Zanini Fabio, Brodin Johanna, Thebo Lina, Lanz Christa, Bratt Göran, Albert Jan, Neher Richard A
Evolutionary Dynamics and Biophysics, Max Planck Institute for Developmental Biology, Tübingen, Germany.
Department of Microbiology, Tumor and Cell Biology, Karolinska Institute, Stockholm, Sweden.
Elife. 2015 Dec 11;4:e11282. doi: 10.7554/eLife.11282.

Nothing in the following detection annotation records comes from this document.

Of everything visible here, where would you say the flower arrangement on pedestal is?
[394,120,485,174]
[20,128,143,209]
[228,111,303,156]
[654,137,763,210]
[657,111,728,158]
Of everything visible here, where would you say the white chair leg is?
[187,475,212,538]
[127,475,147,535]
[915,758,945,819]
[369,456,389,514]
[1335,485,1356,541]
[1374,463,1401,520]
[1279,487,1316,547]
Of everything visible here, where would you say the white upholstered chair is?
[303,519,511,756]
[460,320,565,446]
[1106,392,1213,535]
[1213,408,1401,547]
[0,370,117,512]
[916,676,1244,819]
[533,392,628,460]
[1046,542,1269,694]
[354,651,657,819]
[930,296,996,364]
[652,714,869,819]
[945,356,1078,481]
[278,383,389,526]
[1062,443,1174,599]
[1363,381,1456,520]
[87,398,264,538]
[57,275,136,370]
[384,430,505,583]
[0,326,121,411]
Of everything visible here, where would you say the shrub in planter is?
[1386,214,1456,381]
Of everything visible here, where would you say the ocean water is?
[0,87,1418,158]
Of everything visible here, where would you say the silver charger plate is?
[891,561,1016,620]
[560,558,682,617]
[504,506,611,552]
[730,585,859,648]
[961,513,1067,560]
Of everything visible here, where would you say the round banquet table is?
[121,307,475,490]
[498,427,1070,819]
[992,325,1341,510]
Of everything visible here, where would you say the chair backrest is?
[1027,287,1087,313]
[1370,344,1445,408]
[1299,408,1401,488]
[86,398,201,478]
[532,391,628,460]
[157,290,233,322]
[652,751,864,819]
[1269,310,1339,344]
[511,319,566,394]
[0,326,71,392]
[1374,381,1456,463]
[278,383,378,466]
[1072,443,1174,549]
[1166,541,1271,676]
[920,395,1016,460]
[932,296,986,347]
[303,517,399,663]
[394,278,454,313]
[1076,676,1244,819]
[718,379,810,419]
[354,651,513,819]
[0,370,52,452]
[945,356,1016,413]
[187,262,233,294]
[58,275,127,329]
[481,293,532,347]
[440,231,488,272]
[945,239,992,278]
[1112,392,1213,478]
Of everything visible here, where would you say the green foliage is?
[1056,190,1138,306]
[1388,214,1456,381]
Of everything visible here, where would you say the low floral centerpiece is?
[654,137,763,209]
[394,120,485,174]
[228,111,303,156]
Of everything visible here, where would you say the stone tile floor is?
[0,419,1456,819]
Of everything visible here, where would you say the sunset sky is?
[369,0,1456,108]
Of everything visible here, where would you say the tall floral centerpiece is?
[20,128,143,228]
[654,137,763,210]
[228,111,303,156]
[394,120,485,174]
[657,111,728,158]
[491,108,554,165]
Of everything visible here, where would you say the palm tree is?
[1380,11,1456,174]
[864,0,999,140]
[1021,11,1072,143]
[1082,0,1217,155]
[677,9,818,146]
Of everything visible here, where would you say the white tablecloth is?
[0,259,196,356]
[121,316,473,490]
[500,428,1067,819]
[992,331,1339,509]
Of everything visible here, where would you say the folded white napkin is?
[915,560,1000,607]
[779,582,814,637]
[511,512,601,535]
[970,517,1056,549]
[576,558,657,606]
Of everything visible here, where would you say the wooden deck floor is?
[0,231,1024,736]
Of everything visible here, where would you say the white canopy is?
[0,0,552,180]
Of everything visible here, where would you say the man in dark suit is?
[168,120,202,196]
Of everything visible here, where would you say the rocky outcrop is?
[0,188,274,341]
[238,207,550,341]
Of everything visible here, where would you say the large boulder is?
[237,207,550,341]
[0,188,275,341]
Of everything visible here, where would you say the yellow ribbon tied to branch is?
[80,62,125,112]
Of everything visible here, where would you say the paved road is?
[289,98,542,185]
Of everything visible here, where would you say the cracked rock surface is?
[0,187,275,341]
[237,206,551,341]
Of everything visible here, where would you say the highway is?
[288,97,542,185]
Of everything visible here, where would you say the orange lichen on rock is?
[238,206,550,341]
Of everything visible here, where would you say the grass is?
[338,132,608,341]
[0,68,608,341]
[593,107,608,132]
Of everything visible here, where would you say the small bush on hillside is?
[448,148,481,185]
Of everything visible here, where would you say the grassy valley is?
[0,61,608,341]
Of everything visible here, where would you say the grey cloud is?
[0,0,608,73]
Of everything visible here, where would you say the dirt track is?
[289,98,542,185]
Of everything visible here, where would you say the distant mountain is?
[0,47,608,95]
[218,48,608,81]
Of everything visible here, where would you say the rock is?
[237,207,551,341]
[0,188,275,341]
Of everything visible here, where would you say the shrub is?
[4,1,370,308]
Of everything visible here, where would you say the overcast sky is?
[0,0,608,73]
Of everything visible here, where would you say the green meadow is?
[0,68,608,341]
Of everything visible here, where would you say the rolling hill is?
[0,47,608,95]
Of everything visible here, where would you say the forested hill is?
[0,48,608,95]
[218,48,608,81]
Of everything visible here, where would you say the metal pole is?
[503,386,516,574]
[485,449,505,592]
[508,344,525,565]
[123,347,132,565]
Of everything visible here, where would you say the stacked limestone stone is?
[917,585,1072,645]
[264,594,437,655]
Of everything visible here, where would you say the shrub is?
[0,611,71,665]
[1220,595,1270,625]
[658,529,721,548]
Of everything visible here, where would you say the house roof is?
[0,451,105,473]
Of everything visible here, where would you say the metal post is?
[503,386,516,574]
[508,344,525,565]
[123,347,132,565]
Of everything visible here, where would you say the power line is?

Many microbial populations rapidly adapt to changing environments with multiple variants competing for survival. To quantify such complex evolutionary dynamics in vivo, time resolved and genome wide data including rare variants are essential. We performed whole-genome deep sequencing of HIV-1 populations in 9 untreated patients, with 6-12 longitudinal samples per patient spanning 5-8 years of infection. The data can be accessed and explored via an interactive web application. We show that patterns of minor diversity are reproducible between patients and mirror global HIV-1 diversity, suggesting a universal landscape of fitness costs that control diversity. Reversions towards the ancestral HIV-1 sequence are observed throughout infection and account for almost one third of all sequence changes. Reversion rates depend strongly on conservation. Frequent recombination limits linkage disequilibrium to about 100 bp in most of the genome, but strong hitch-hiking due to short range linkage limits diversity.
许多微生物群体能迅速适应不断变化的环境,多个变体为生存而竞争。为了在体内量化这种复杂的进化动态,包括罕见变体在内的时间分辨和全基因组数据至关重要。我们对9名未经治疗的患者的HIV-1群体进行了全基因组深度测序,每位患者有6 - 12个纵向样本,涵盖5 - 8年的感染期。这些数据可通过交互式网络应用程序进行访问和探索。我们发现,患者之间次要多样性的模式具有可重复性,并且反映了全球HIV-1的多样性,这表明存在控制多样性的适应性代价的普遍格局。在整个感染过程中都观察到向HIV-1祖先序列的回复突变,其占所有序列变化的近三分之一。回复突变率在很大程度上取决于保守性。频繁的重组将连锁不平衡限制在基因组大部分区域约100 bp,但由于短程连锁导致的强烈搭便车效应限制了多样性。